Chief Justice of the Supreme Court of Albania
- In office 24 April 2013 – 26 July 2019
- Nominated by: Bujar Nishani
- Preceded by: Shpresa Beçaj

Member of the Constitutional Court of Albania
- In office 6 January 2003 – 21 March 2013
- Nominated by: Alfred Moisiu
- Preceded by: Tefta Zaka
- Succeeded by: Fatos Lulo

Personal details
- Born: 9 March 1957 (age 68) Shkodër, Albania
- Spouse: Neriman Marika
- Children: 2
- Alma mater: Faculty of Law, University of Tirana

= Xhezair Zaganjori =

Albanian lawyer and judge (born 1957)

 Xhezair Zaganjori (born March 9, 1957, in Shkodër) is an Albanian lawyer and judge. He has served as the President of the Supreme Court of Albania since April 2013, after the termination of his term as a member of the Constitutional Court of Albania.

== Biography ==

Xhezair Zaganjori was born on March 9, 1957, in the northerly city of Shkodër. He graduated from the Faculty of Law at the University of Tirana in 1981. Since graduating, Zaganjori has been working as a lecturer in Public International Law, European Law and Human Rights Law at the Faculty of Law of the University of Tirana, the Albanian School of Magistrates as well as the Institute for European Studies in Tirana.
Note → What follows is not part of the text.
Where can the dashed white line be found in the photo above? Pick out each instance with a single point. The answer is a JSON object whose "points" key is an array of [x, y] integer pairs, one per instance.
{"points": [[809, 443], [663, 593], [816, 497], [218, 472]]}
During the period from 1992 to 1997, Zaganjori served as the Ambassador of the Republic of Albania to the Federal Republic of Germany. In 1998, he obtained a PhD in Legal studies and worked for a year as a scientific collaborator at the Max Planck Institute in Heidelberg, researching on issues of International Law and European Union Law.

In 2009, Zaganjori was awarded the academic title of "Professor" in view of his academic and lecturing positions. He is the author of several scientific articles and books both in Albania and abroad, and he is also an active participant in various International Congresses and Conferences.

Since 2001, Prof. Zaganjori has been a member of the Court of Conciliation and Arbitration of the Organization for Security and Cooperation in Europe (OSCE), in Vienna.

Zaganjori was appointed as a Member of the Supreme Court of Albania on 22 March 2013, by decree no.8065, after serving a ten-year (2003–13) term as a Member of the Constitutional Court. He was appointed as President of the Supreme Court on 24 April 2013, by decree no. 8120 of the President of Albania.